The heat exchanger 10 of FIG. 1 further includes a water flow ladder 26 comprising substantially horizontal top and bottom manifolds 28 and 29 joined by upstanding, parallel, rigid copper rung tubes 31-33 snap fitted into the clips 18 of corresponding fins 15. The manifolds 28 and 29 each consist of a pair of conventional copper tees 36 and 37 and a corresponding copper elbow 38 connected by short horizontal rigid copper tubes 41 and 42 in series. The fittings 36, 37 and 38 receive the adjacent ends of the rung tubes 31-33 in the order shown in FIG. 1. The connections of the rigid tubes 31-33, 41 and 42 to fittings 36-38 are individually brazed, the high temperatures possible at the surface of the stove 11 making other forms of connection, such as soldering, unsuitable.
In the FIG. 1 structure, the upper and lower manifolds 28 and 29 must be substantially offset from the ends of the fins 15, by a distance S sufficient to allow for the longitudinal extent of the fittings and brazing material extending from the end of the fitting along the exterior of the corresponding rung tube 31-33. To try to avoid unequal flow rates as between the rung tubes 31-33, which may cause underheating in one rung tube and simultaneous overheating (or even steam production) in the next rung tube, the inlet and outlet copper tubes 51 and 52 lead in opposite horizontal directions from the final fittings 36 of the corresponding upper and lower manifolds 28 and 29. Unfortunately, this results in water line connections at opposite ends of the stove and hence usually in exposure of one or the other of inlet and outlet tubes 51 and 52 at an exposed end of the stove, tending to produce an unsightly appearance.
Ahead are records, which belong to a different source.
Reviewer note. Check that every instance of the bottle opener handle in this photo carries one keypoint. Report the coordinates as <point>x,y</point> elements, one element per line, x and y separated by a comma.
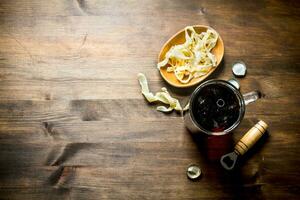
<point>250,138</point>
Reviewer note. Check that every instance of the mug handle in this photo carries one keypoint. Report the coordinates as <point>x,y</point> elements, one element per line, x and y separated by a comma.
<point>251,97</point>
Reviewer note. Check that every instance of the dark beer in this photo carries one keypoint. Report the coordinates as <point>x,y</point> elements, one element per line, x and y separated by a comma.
<point>216,108</point>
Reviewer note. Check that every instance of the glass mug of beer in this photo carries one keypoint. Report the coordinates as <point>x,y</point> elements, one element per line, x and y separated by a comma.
<point>217,107</point>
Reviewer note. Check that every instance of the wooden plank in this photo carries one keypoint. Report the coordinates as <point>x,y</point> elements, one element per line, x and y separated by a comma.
<point>74,125</point>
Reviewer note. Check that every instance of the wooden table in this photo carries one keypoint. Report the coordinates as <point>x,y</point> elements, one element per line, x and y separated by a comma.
<point>74,125</point>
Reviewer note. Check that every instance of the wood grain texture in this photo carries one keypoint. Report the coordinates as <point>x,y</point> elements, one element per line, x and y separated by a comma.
<point>73,124</point>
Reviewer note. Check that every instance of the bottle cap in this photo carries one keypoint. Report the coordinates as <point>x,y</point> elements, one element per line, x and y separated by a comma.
<point>239,69</point>
<point>193,172</point>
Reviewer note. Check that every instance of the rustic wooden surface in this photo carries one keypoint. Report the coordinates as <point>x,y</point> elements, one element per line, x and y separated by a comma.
<point>73,124</point>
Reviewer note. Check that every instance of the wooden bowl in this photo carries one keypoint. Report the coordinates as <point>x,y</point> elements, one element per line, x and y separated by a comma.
<point>179,38</point>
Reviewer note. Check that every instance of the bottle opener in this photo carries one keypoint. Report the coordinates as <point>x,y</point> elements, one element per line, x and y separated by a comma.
<point>228,161</point>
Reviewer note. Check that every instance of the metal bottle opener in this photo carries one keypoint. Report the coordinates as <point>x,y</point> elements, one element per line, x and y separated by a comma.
<point>228,161</point>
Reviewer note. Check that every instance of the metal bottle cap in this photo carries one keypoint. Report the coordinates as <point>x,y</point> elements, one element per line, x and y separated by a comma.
<point>235,83</point>
<point>239,69</point>
<point>193,172</point>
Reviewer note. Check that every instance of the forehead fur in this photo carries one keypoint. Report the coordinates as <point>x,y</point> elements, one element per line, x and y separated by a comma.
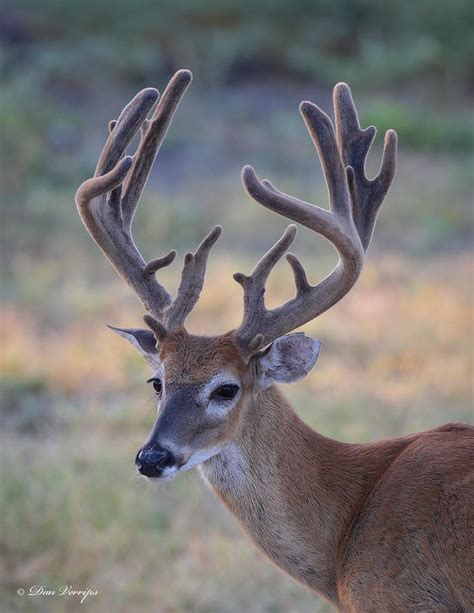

The plates 16 can be made relatively thin, for example 1/16th inch, to minimize material cost without degradation of heat transfer capability or structural strength for mounting of the water flow ladder to the stove. However, conventional copper tube fittings 36-38, even if quite precisely assembled with their axes substantially in a common plane, tend to bear in line or point contact on the surface of the stove to the extent of lifting the end portions of the fin plates 16 out of best heat conductive relation with the stove wall. The fittings have also been found to restrict water flow where joined to the tubes. The prior heat exchanger 10 has been found unnecessarily limited in the temperature rise thereacross and in some instances to thereby disrupt temperature stratification in a domestic hot water storage tank, to the upper and lower ends of which the outlet 51 and inlet 52 connect.
Accordingly, it is an object of this invention to provide an improved water heating apparatus which overcomes disadvantages of the prior apparatus above discussed with respect to FIG. 1.
Other objects and purposes of this invention will be apparent to persons acquainted with apparatus of this general type upon reading the following specification and inspecting the accompanying drawings.
The objects and purposes of the invention are met by providing a solid fuel burning stove, furnace or the like with a single continuous jointless tube of semi-rigid heat conductive metal bent in a serpentine shape incorporating elongated substantially parallel horizontal legs fixed to respective ones of a plurality of horizontal aluminum fins directly opposing the stove or furnace firebox wall, the serpentine tube further having integral bends at the ends of the fins and by which the legs of the serpentine tube are integrally joined in series to permit water to be heated to flow back and forth across the face of the stove. Cover means overlie the fins and serpentine tube to trap heat supplied by the firebox in the region of the fins and tubes.